O estremecimento entre ambos durou mais de um mês, até que
Carlos, telefonou, convidando-o para o almoço. Luiz Claudio imaginou ser um “almoço de despedida”. Carlos, sempre
alegre, contou piadas, falou dos netos e, já no café, adquiriu um ar grave: “Luiz Claudio, gosto de você, gosto do seu
trabalho. Conhecemo-nos já lá vão 20 anos, tenho liberdade para perguntar: está
acontecendo alguma coisa com você, saúde, grana? Você está estranho, cara,
calado, com ar amargurado. Sei que você fez 60 anos, a Maria Clara ia fazer uma
festa, reunir amigos, clientes, colegas de faculdade e você não quis. Além disso você deixou seus
filhos e netos te esperando e só chegou em casa às 10 da noite, vindo não sei
de onde. Maria Clara ligou, chorando, para minha mulher, perguntando se você
estava comigo. Com certeza, ela está achando que você tem ou estava com outra”.
- “Carlos, não é nada
disso e eu já me expliquei com Maria Clara. Tinha um recurso, com prazo acabando e fiquei
trabalhando. A esta altura da vida, não mais faz sentido comemorar aniversário”.
- “Sei lá, Luiz
Claudio, você anda mais estranho que o habitual. Talvez seja o caso de fazer
uma terapia. Se quiser tenho uma psicóloga ótima, Dra. Mariana Cintra, posso
lhe indicar”.
- “Obrigado, Carlos,
mas não tenho nada. Além do mais, não acredito na psicologia, pelo menos como
ciência. É para especulação empírica. Coisa pra milionário distraído, como você”.

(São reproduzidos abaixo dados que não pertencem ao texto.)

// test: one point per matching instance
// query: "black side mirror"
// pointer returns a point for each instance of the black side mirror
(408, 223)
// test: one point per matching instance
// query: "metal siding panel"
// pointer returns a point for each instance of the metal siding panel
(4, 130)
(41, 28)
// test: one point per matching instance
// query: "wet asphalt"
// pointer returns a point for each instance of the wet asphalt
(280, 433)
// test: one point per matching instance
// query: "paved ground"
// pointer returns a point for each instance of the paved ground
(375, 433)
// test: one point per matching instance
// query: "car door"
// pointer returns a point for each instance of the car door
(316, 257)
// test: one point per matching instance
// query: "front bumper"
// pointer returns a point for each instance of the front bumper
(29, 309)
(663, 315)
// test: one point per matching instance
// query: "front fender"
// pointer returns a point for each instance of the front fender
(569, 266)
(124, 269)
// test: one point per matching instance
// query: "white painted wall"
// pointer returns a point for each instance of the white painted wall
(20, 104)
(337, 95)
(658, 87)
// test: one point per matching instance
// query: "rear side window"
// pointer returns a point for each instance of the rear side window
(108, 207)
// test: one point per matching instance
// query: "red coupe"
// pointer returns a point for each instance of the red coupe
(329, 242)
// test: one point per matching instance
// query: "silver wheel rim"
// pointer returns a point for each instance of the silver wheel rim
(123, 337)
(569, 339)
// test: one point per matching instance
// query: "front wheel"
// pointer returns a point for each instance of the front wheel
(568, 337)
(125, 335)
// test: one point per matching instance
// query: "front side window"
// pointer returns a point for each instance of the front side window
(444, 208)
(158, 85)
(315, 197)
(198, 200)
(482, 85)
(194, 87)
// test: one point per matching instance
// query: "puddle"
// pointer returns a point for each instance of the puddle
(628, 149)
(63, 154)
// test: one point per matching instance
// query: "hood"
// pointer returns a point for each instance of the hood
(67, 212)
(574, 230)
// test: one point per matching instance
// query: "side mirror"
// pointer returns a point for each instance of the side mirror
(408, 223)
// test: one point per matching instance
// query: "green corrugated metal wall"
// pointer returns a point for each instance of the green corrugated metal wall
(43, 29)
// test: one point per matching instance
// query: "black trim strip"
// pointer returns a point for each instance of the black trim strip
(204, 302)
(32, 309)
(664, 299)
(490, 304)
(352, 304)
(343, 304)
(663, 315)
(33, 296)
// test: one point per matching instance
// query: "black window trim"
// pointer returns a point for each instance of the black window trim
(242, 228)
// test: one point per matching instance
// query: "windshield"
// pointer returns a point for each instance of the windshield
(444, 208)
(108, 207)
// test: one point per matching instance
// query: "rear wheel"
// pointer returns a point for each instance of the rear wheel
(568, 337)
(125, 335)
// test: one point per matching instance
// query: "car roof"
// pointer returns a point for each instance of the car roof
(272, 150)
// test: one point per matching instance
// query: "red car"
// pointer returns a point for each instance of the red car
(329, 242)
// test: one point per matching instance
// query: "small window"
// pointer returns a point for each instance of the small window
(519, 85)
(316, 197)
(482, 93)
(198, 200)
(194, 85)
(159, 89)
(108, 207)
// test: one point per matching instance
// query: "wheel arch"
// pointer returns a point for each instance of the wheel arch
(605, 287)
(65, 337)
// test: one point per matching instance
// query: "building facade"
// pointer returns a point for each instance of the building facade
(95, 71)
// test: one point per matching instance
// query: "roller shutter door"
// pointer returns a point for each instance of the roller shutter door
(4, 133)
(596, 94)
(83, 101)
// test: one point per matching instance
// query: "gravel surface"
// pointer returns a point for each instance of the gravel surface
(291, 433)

Sentado, naquele banco da Catedral, olhando para o vazio,
Luiz Claudio repassava os últimos acontecimentos de sua vida, inclusive aquela
conversa com o Carlos. Mentira, ao falar de seu aniversário. Na verdade, se
deixara ficar no escritório até tarde, tempo para que os não convidados fossem
embora. Simplesmente não queria comemorar coisa alguma. Porque, não sabia.

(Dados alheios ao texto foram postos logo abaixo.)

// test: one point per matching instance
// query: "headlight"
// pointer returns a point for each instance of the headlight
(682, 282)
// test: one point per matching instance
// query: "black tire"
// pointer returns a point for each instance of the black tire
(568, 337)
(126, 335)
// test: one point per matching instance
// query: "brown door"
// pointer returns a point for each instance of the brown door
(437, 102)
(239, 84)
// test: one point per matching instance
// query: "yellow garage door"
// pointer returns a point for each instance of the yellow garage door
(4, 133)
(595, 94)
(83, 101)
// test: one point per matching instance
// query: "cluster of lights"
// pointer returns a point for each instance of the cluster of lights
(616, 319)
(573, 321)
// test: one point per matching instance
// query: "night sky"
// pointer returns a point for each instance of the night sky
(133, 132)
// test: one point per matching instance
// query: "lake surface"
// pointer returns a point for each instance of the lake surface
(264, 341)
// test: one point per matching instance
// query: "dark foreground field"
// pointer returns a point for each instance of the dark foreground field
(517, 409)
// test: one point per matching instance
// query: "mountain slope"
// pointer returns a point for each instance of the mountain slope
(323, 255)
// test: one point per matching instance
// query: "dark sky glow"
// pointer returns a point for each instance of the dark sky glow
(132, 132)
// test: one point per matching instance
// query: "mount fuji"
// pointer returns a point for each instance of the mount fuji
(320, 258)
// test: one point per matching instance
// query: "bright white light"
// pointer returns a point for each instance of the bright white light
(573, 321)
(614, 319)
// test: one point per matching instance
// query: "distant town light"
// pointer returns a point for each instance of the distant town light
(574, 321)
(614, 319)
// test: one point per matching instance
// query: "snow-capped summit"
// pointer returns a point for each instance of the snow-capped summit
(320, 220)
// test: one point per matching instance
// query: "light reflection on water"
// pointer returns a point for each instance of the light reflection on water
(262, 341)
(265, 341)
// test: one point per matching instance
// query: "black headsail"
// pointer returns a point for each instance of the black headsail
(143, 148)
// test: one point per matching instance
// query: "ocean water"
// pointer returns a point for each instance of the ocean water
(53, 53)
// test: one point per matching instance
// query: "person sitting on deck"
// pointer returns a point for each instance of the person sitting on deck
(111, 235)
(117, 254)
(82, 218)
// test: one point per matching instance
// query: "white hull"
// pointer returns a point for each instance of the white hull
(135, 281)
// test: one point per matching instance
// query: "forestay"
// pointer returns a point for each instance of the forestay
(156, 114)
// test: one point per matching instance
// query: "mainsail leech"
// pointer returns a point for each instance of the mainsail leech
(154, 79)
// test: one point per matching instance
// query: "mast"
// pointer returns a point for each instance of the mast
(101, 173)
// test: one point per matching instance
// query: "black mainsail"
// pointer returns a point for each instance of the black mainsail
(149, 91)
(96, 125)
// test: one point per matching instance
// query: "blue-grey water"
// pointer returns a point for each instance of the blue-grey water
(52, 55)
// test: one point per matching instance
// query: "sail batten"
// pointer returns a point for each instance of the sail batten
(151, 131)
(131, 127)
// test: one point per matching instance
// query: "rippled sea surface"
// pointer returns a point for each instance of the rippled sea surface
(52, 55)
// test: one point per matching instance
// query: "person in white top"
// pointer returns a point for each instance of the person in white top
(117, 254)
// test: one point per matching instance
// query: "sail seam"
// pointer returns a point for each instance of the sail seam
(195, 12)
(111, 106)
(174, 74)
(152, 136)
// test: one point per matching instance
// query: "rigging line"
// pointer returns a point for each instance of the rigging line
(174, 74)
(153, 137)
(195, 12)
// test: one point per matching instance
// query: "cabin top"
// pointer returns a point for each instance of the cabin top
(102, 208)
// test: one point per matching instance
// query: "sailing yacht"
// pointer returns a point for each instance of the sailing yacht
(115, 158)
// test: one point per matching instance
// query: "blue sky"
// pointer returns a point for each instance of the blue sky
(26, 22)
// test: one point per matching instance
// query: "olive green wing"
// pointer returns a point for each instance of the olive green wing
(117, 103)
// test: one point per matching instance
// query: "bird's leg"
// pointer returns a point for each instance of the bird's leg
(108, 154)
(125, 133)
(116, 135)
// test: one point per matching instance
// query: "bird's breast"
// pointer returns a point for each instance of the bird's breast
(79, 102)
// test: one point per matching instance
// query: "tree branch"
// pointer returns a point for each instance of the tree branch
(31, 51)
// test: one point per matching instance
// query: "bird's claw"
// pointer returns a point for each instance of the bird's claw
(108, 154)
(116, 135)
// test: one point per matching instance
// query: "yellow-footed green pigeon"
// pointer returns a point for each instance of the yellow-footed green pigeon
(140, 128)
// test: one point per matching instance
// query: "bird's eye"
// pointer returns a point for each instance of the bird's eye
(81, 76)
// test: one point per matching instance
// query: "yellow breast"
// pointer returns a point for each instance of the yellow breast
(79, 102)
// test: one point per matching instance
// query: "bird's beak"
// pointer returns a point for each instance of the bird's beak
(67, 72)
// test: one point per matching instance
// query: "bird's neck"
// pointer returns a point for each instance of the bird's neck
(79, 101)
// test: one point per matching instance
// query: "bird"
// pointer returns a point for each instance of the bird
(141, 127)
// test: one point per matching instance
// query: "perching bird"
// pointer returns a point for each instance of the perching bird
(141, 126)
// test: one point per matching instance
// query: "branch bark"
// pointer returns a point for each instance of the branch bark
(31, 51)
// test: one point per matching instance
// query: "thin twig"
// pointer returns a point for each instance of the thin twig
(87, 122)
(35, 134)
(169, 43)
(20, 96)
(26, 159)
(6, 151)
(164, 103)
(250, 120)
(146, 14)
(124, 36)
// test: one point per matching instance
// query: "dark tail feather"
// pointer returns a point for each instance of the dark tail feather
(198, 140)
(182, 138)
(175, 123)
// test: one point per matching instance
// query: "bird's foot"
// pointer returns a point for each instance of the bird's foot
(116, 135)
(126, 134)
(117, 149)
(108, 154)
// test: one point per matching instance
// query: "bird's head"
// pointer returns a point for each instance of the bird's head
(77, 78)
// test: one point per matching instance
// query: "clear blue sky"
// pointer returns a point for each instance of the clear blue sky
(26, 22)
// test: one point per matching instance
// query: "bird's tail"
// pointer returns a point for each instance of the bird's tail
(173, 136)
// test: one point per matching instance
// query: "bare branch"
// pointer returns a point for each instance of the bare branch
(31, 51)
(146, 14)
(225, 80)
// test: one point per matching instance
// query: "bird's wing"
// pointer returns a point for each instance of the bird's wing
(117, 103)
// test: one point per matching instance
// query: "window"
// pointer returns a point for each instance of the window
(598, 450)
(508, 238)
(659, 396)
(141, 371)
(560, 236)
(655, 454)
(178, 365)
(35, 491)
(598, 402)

Sabia que queria ficar sozinho, sem “parabéns
pra você” e netos correndo pela sala. Sentia um aperto no peito, que não
doía, mas que chegava, acumulado de tristeza. E talvez fosse a resposta para
tal desconforto que fora buscar na Catedral. De repente, seus olhos foram,
imperceptivelmente, direcionados para pequeno impresso, esquecido sobre o
banco, onde estava retratado um santo, do qual nunca ouvira falar. Por puro
impulso, pegou o impresso e leu e releu a oração, contida no verso. Mais do que
simples oração, era verdadeiro pedido de socorro e proteção, principalmente
contra as mazelas da alma. Foi como se forte rajada de paz tivesse atingido
Luiz Claudio, que teve a certeza ser o convite de Deus para seu convívio.
Era outro homem, quando deixou a Catedral.